Hi Guys,
Probably nothing to do with this problem, but anyway:
If I have a HDD connected via a USB adaptor, I've found that after an initial plugging and use, then safely removing it, going back to it, in the same session, it may or may not be recognised. Doing a hard reboot seems to clear what ever causes this. Simply logging out and logging back in doesn't seem to work.
-- Best Regards: Baron
I've seen this before. Sometimes it just helps to plug out the unit out and do the following.
If you can, power it down, then connect it, power it back up. If it works, it's like the unit. If it doesn't, then it's software.
Another thing you can try is to wait for a few mins, until the drive spins up, plug it out, wait 10s plug in again.
It could be the drive is really slow to spin up.
Good luck, let us know what happens.
Kate
On Saturday 08 December 2018 02:37:33 pm Kate Draven wrote:
Hi Guys,
Probably nothing to do with this problem, but anyway:
If I have a HDD connected via a USB adaptor, I've found that after an initial plugging and use, then safely removing it, going back to it, in the same session, it may or may not be recognised. Doing a hard reboot seems to clear what ever causes this. Simply logging out and logging back in doesn't seem to work. -- Best Regards: Baron
I've seen this before. Sometimes it just helps to plug out the unit out and do the following.
If you can, power it down, then connect it, power it back up. If it works, it's like the unit. If it doesn't, then it's software.
Another thing you can try is to wait for a few mins, until the drive spins up, plug it out, wait 10s plug in again.
It could be the drive is really slow to spin up.
Using the same computer and the same two devices...

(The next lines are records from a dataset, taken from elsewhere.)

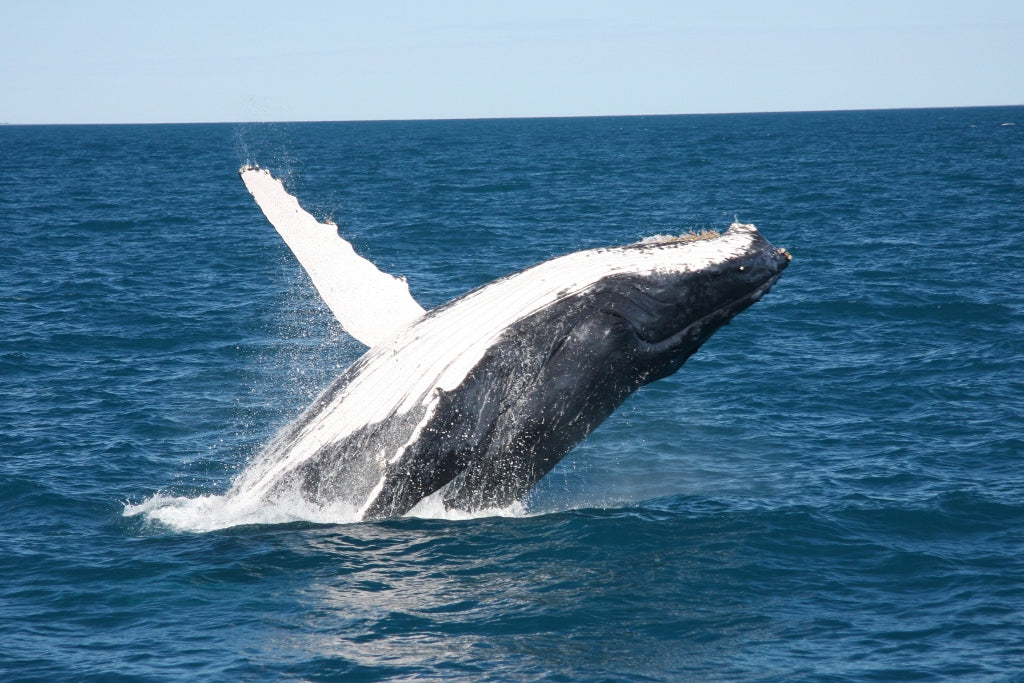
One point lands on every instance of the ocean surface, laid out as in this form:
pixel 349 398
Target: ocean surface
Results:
pixel 832 489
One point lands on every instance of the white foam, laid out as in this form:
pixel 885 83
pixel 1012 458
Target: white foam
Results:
pixel 211 513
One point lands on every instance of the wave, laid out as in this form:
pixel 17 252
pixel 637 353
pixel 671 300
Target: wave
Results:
pixel 214 512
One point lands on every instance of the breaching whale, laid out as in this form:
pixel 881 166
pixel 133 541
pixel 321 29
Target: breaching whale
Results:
pixel 482 396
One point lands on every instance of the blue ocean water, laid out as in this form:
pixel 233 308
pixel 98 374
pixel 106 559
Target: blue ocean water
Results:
pixel 833 488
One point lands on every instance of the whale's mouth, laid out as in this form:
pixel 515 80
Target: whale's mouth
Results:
pixel 735 306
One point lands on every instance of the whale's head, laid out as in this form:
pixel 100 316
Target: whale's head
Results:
pixel 681 290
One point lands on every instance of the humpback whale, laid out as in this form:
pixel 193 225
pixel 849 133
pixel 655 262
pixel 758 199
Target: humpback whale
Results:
pixel 480 397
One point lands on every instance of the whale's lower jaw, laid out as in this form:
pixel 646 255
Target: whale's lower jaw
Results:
pixel 481 411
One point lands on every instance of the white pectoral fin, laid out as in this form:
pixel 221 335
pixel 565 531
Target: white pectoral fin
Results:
pixel 369 303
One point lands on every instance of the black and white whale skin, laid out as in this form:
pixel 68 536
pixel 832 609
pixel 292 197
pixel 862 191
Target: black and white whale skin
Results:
pixel 483 395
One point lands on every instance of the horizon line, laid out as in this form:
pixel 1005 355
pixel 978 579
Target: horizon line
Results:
pixel 511 118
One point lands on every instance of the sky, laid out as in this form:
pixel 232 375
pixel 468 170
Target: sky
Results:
pixel 179 60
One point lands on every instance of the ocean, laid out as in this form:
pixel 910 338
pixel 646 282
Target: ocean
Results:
pixel 830 489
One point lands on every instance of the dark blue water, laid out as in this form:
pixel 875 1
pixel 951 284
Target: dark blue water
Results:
pixel 833 488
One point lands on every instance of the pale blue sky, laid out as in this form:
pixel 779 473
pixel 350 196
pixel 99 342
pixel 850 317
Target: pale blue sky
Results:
pixel 113 61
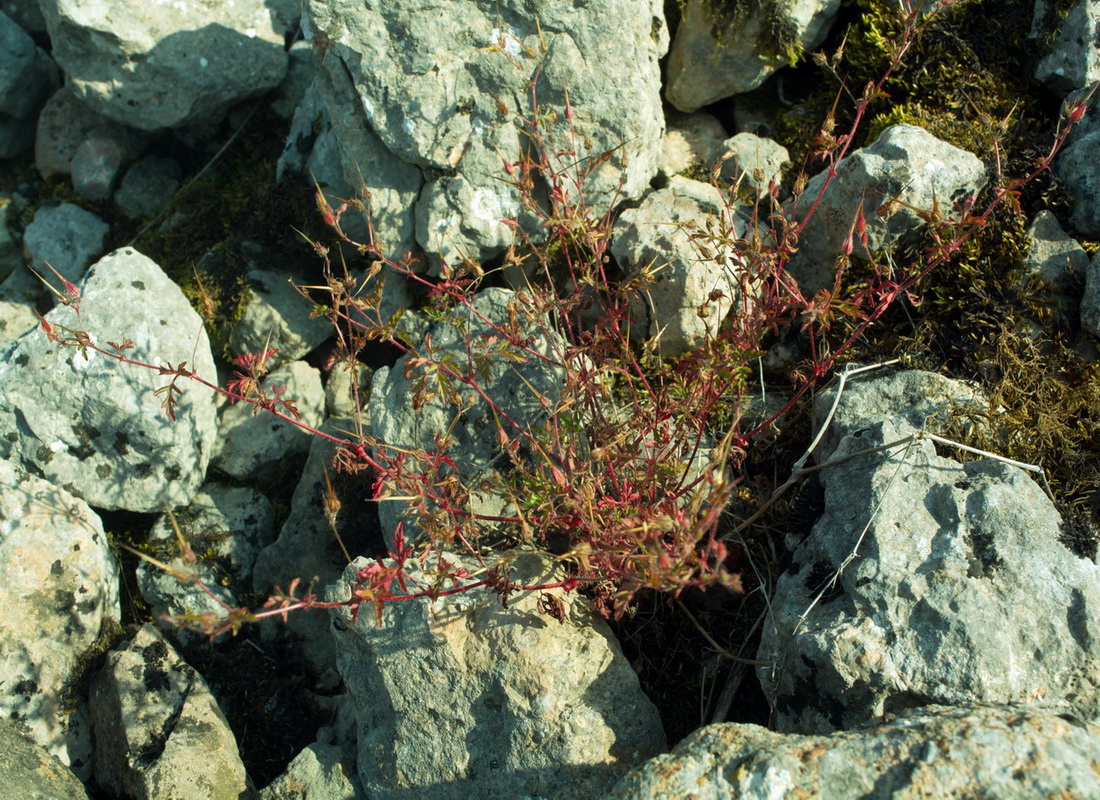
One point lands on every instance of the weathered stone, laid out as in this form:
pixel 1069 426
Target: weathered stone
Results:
pixel 1077 165
pixel 1059 262
pixel 66 122
pixel 251 441
pixel 96 427
pixel 464 698
pixel 936 561
pixel 316 774
pixel 946 753
pixel 158 731
pixel 15 319
pixel 154 66
pixel 62 583
pixel 519 390
pixel 714 57
pixel 904 163
pixel 97 165
pixel 690 141
pixel 277 317
pixel 147 187
pixel 752 162
pixel 28 76
pixel 67 237
pixel 226 528
pixel 914 398
pixel 29 771
pixel 441 91
pixel 1074 62
pixel 307 547
pixel 680 309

When I had TDE on CentOS6, it would auto-mount from USB once per device and then need a full reboot before that device could be mounted again, no matter what method I tried (which included all of Kate's).
On Ubuntu 14.04 I can auto-mount as many times as I like as long as I make sure to right click on the device's desktop icon and select unmount before unplugging the cable. By auto-mount I mean you have to wait for the pop-up and select 'Open in [Konqueror?]'. If the pop-up doesn't pop-up, check the task bar, it's usually there flashing. The other two pop-up options don't work so well.
On openSUSE (before I tried CentOS) I also had issues, not as bad as CentOS, but too long ago to remember specifics.
Long story short, it's most likely the OS, not TDE, but keep trying different scenarios until you find one reliable for your box.
Best, Michael
Hi Kate,
On Saturday 08 December 2018 20:37:33 Kate Draven wrote:
Hi Guys,
Probably nothing to do with this problem, but anyway:
If I have a HDD connected via a USB adaptor, I've found that after an initial plugging and use, then safely removing it, going back to it, in the same session, it may or may not be recognised. Doing a hard reboot seems to clear what ever causes this. Simply logging out and logging back in doesn't seem to work.
-- Best Regards: Baron
I've seen this before. Sometimes it just helps to plug out the unit out and do the following.
If you can, power it down, then connect it, power it back up. If it works, it's like the unit. If it doesn't, then it's software.
Another thing you can try is to wait for a few mins, until the drive spins up, plug it out, wait 10s plug in again.
It could be the drive is really slow to spin up.
Good luck, let us know what happens.
Kate
Thank you for your reply. I must admit I didn't wait and logging out and re booting takes several seconds.